Taking Pointless BuzzFeed Quizzes 3

Welcome back to my quest to find and take pointless BuzzFeed quizzes. This is the third installment of this series, which really tells you I’m running out of ideas. Recently, to extend my search for stupid BuzzFeed quizzes, I  followed the official BuzzFeed quizzes account on Instagram. Somehow that’s a real thing. I’m like dying on the cross for this article series okay?

Spend A Bunch Of Money At Target And We’ll Tell You The Best Thing About You by Andrew Ziegler

Thank you, Andrew, very cool! With this genius quiz, BuzzFeed reasoned that because I enjoy 5-Gum and eraser toppers that I am a kind and approachable person. Unfortunately, I think BuzzFeed’s a little off their game today. ….and everyday

Build Your Dream French Fried And We’ll Reveal What People Love About You by Jesse Szewczyk

Spelling Jesse’s last name correctly took longer than actually taking the quiz. For some reason I don’t understand, my love of waffle fries and bacon (yes, bacon. Trust me, I have just as little an idea of how that relates to fries as you do) makes me a smart and practical person. Whatever you say, O’ Great BuzzFeed.
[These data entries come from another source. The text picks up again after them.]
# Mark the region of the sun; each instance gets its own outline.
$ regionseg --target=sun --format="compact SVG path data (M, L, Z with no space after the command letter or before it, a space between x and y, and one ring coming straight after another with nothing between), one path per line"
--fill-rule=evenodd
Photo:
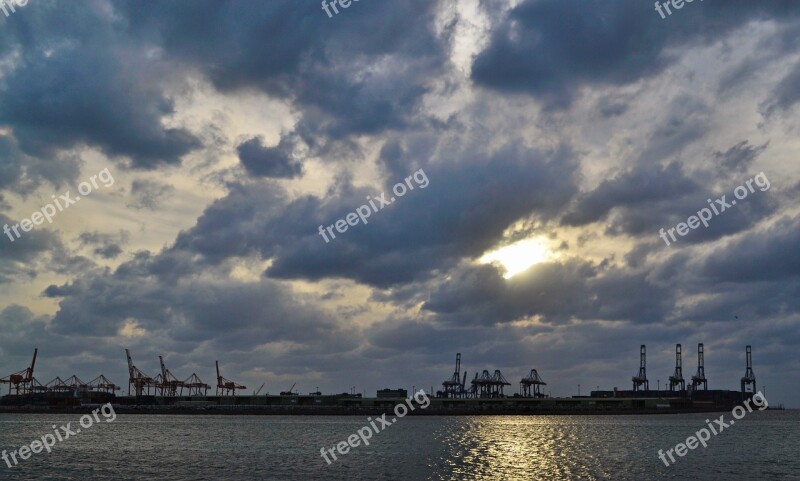
M510 279L528 267L554 257L547 241L534 237L489 251L478 260L483 264L499 264L506 271L503 277Z

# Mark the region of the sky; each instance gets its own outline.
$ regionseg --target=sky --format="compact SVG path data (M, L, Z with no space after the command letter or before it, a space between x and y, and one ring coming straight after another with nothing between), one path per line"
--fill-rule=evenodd
M441 389L460 352L567 396L630 389L641 344L651 388L677 343L688 379L702 342L709 388L752 345L800 407L796 0L329 10L0 15L0 376L38 347L42 383L127 391L130 349L374 396Z

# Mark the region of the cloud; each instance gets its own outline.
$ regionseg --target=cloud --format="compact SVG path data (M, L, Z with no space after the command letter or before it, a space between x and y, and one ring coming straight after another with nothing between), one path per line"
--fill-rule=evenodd
M136 179L131 182L132 202L128 204L134 209L156 211L162 203L175 195L175 187L155 180Z
M265 147L261 136L246 140L236 147L239 160L248 173L257 177L291 179L303 174L303 164L292 158L294 143L282 137L275 147Z

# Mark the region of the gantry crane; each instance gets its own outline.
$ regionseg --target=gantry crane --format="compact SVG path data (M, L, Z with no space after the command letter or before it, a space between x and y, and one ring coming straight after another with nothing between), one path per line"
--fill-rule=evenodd
M633 390L638 391L640 386L644 386L645 392L650 390L650 383L647 381L647 351L644 344L639 348L639 375L633 377Z
M38 353L39 349L34 348L33 360L31 361L30 367L0 379L0 384L8 384L9 394L11 394L12 389L14 389L14 394L17 396L33 392L33 387L36 384L36 380L33 377L33 369L36 367L36 356Z
M162 396L177 396L178 389L183 394L183 381L175 377L167 366L164 365L164 356L158 356L158 362L161 364L160 378L156 378L156 386L161 388Z
M683 379L683 366L681 359L681 345L675 345L675 372L669 377L669 390L674 391L680 386L681 391L686 390L686 381Z
M533 386L533 389L531 389L531 386ZM536 372L536 369L531 369L531 373L528 374L528 377L523 377L519 382L520 394L524 397L544 397L544 394L542 394L539 389L540 386L547 386L547 383L539 377L539 373Z
M756 375L753 372L753 349L747 346L747 367L745 368L744 377L742 378L742 394L746 392L756 392ZM747 386L753 386L752 391L747 390Z
M133 365L131 352L128 349L125 349L125 355L128 357L128 396L131 395L131 386L134 387L137 397L145 392L145 388L147 389L147 394L150 395L150 388L154 390L158 388L155 380Z
M708 390L708 379L706 379L706 364L703 356L703 343L697 345L697 374L692 376L692 391L697 390L703 385L703 391Z
M225 395L236 395L237 389L247 389L247 386L243 386L241 384L237 384L230 379L225 379L219 374L219 361L215 361L217 365L217 396L220 395L220 392L223 396ZM294 386L292 386L294 387Z
M461 377L461 353L456 353L456 370L453 376L442 383L444 387L443 396L446 398L460 398L466 397L467 391L464 385L467 383L467 372L464 371L464 377Z

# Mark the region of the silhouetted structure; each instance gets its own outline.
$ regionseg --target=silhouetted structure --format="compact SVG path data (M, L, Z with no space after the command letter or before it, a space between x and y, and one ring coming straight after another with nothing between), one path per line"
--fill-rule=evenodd
M533 389L531 389L531 386ZM545 397L539 390L540 386L547 386L547 383L539 377L536 369L531 369L528 377L523 377L519 382L519 391L523 397Z
M445 398L463 398L467 397L468 392L464 389L467 383L467 372L464 371L464 377L461 377L461 353L456 353L456 370L453 376L442 383L444 392L440 392L441 397Z
M8 376L0 379L0 384L8 384L9 394L11 394L11 389L14 389L14 393L17 395L29 394L33 392L35 382L35 379L33 378L33 368L36 367L36 355L38 353L39 349L34 348L33 361L31 361L30 367L23 369L22 371L15 372L14 374L9 374Z
M131 395L131 386L133 386L137 397L144 394L145 389L148 396L150 395L151 388L153 389L154 392L157 392L156 390L158 386L155 380L152 377L140 371L139 368L133 365L133 359L131 359L131 352L128 349L125 349L125 355L128 358L128 396Z
M183 381L183 387L189 390L189 396L207 396L208 390L211 389L211 386L204 383L196 373L192 373L188 379Z
M747 346L747 368L744 372L744 377L742 378L742 393L746 393L747 386L752 385L753 390L750 392L756 392L756 375L753 373L753 349L750 346Z
M220 392L223 396L228 394L235 396L237 389L247 389L247 386L243 386L241 384L237 384L230 379L225 379L219 374L219 361L214 361L217 365L217 396L220 395ZM294 387L294 386L292 386Z
M669 377L669 390L674 391L680 385L681 391L686 390L686 381L683 379L683 367L681 360L681 345L675 345L675 372Z
M650 390L650 383L647 381L647 359L644 344L639 348L639 375L633 377L633 390L638 391L640 386L644 386L645 391Z
M489 371L484 369L483 374L479 378L472 381L473 391L478 397L482 398L496 398L505 397L503 388L510 386L511 383L503 377L499 369L494 371L494 375L490 375Z
M155 382L158 389L161 390L161 395L177 396L179 389L183 394L183 381L179 380L167 369L163 356L158 356L158 362L161 364L161 374L156 376Z

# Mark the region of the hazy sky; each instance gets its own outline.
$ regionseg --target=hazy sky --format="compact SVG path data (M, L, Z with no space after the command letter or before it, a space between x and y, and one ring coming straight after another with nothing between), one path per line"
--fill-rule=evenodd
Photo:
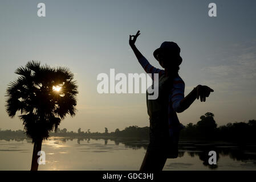
M44 3L46 16L37 16ZM217 5L217 17L208 5ZM79 85L78 111L60 128L109 131L149 126L145 94L103 94L97 75L143 73L129 46L136 45L154 66L153 52L164 41L176 42L183 62L180 76L185 94L198 84L214 92L178 114L184 125L210 111L218 125L256 119L256 1L3 1L0 2L0 128L22 129L17 113L5 109L7 84L14 71L31 60L67 67Z

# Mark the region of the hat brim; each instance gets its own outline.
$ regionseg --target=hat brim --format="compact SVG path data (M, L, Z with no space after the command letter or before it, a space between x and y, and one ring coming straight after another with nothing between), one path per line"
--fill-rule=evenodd
M164 49L161 48L157 48L156 50L155 50L154 52L153 52L153 55L154 55L155 58L158 61L158 60L156 57L156 55L157 55L157 53L159 53L159 52L164 52L165 51L166 51L166 49ZM182 61L182 59L179 55L178 56L178 59L177 59L178 64L180 65L181 64Z

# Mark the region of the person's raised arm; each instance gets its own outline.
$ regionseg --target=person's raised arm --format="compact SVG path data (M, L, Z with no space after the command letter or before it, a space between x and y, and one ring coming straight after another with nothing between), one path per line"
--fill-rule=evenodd
M140 63L140 65L147 73L164 73L164 70L156 68L155 67L152 66L135 46L135 42L136 41L137 38L140 35L140 33L139 30L137 32L136 35L130 35L129 44L130 45L133 51L133 52L135 54L137 59L138 59L138 61ZM132 39L132 38L133 38L133 39Z

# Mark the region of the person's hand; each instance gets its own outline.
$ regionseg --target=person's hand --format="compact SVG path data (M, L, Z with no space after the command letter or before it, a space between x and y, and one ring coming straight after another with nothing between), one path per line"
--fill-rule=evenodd
M200 97L201 102L205 102L206 97L208 97L210 93L214 92L213 89L206 85L198 85L196 89L197 91L197 99L199 99L199 97Z
M136 41L137 38L138 36L140 35L140 31L138 30L137 32L136 35L130 35L130 39L129 39L129 44L131 46L133 46L135 44L135 42ZM133 37L133 39L132 40L132 37Z

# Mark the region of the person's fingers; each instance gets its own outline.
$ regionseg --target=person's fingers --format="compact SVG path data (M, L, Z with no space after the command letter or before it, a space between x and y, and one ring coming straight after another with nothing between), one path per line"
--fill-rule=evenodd
M209 96L210 95L210 92L209 91L207 91L206 92L206 93L205 93L205 96L206 97L209 97Z
M205 92L204 93L204 102L205 102L206 100L206 94Z
M198 88L197 89L197 99L198 100L199 98L199 89Z

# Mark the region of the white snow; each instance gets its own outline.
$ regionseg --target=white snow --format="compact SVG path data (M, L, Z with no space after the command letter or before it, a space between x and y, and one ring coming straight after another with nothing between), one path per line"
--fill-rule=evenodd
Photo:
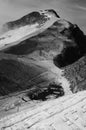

This Grocery Shopping Quiz Will Reveal Why People Love You by Michelle No

Okay so before I get into the quiz itself, I want to mention that the thumbnail contains a picture of cookies and Ariana Grande, and I don’t know what that means. Anyways, after choosing beef jerky over almonds and pretzels, BuzzFeed deduced that I am a very generous and humble person. That is, in fact, true. I am the most humble and intelligent and generous person you’d ever meet.

This Picture Test Will Reveal Your Deepest Fear by Ben Henry

How in the actual hell are lights supposed to make you happy, BuzzFeed? This has to be the stupidest quiz I’ve taken in awhile. With questions like, “Which waterfall makes you feel the most adventurous?”, I’m ready to cry. Seriously, someone is getting paid to make these quizzes! I aspire to have a career as mundane as a BuzzFeed quiz-maker one day. Anyways, according to the quiz, I am most scared of being hurt. Yeah, me and everyone else, BuzzFeed.

Create A Breakfast Burrito And We Can Tell What Time You Usually Go To Bed by Christopher Hudspeth

I will admit, BuzzFeed sorta got this one right, but only because 12 am is a mildly common time to go to bed. Having steak and bacon and potatoes in my eggs somehow equates to me being a night owl. There’s no point in questioning BuzzFeed’s methods at this point.

Spend A Million And We’ll Tell You Your Most Positive Trait by Jamie Jones

If I had a million dollars, I wouldn’t spend it on anything. In fact, I’d invest in stocks and save up so that my fortune grows to the point where I would be able to buy out BuzzFeed and burn it to the ground. This quiz somehow revealed that I am creative after I decided that a villain chair and hot tub would be pretty cool material items to own.